And I must say, the more I hear about this succession of gaps, the more unhappy I become with the whole concept, and the more I worry that it’s a concept that does much more harm than good.
Let’s just pause before we go any further to ponder what a very odd idea it actually is. The world of consumer products and services is made up of millions of hugely un-saturated markets. Vast numbers of people don’t use an air-fryer, and don’t have a roof-box on their car, and don’t wear a bobble-hat when it’s cold. But we don’t talk about an “air-fryer gap” or a “roof-box gap” or a “bobble-hat gap.” We can understand, if we come to think about it, that there is a gap between the number of people who have chosen to buy these things and the much bigger number who could choose to do so. But we don’t come to think about it, or not very often. We could say there’s a “gap” in these and millions of other product or service markets, but we don’t.

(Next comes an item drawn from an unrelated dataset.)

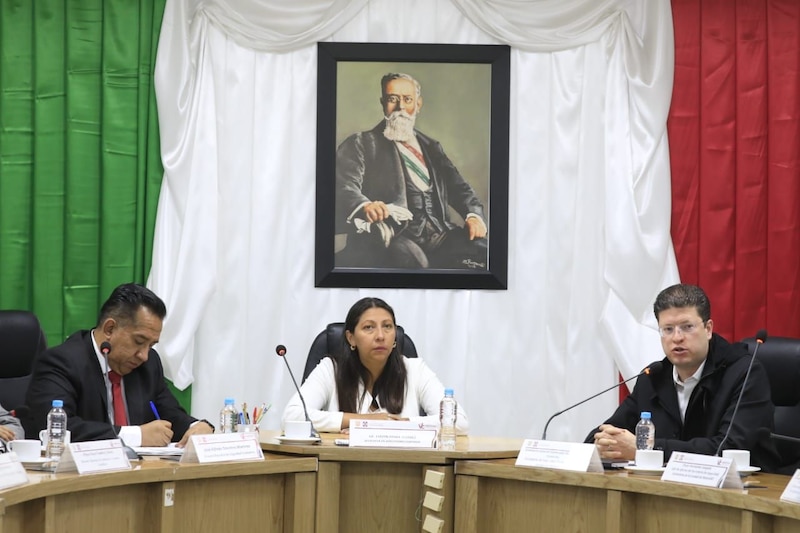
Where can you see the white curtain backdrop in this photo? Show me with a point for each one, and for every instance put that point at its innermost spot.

So why are financial services different? Why are we so keen on the idea that there are gaps in people’s arrangements when it comes to their protection, or retirement, or access to financial advice?
I think that ultimately, it’s because many of us just can’t get past the idea that these are shortfalls that just shouldn’t happen. That in a properly ordered world, everyone (or every family) would be fully protected against financial misfortune, and fully invested to provide an excellent quality of life in retirement, and fully advised so that they find the best possible solution to any financial issue they encounter.
Needless to say, for almost all of us, this is completely unrealistic. We can’t aim for perfection in our financial lives, any more than we can aim for perfection in our working lives, or our personal lives, or our leisure activities, or anything else. A model that starts with a definition of perfection, and then goes on to express our situation in terms of how far short of perfection we’re actually falling, is stupid and unhelpful.
It’s stupid and unhelpful for our customers because it sets the bar so high that they can’t be bothered even to try jumping over it. And it’s stupid and unhelpful for us because it means that when we’re designing our products, services and processes, we take the view that the very large majority of potential customers are bound to fall so far short of perfection that they aren’t worth bothering with.
Marketing, and the whole workings of our consumer society, are about the art of the possible. They’re not about seeing anything short of perfection as a failure. If I devise a campaign that sells 100,000 air fryers, I’ve done very well. I’ve doubled or tripled my firm’s customer base and made a ton of money, not narrowed the air fryer gap by 0.5% but left 69 million people still lacking proper toasted-sandwich-making facilities .
I’ve seen and heard an awful lot of people in our industry spend an awful lot of time and effort in recent years worrying about “gaps” of one sort or another. I’d be much happier if they’d put the same amount of time and effort into working up products, services and propositions that they could then successfully persuade people to buy.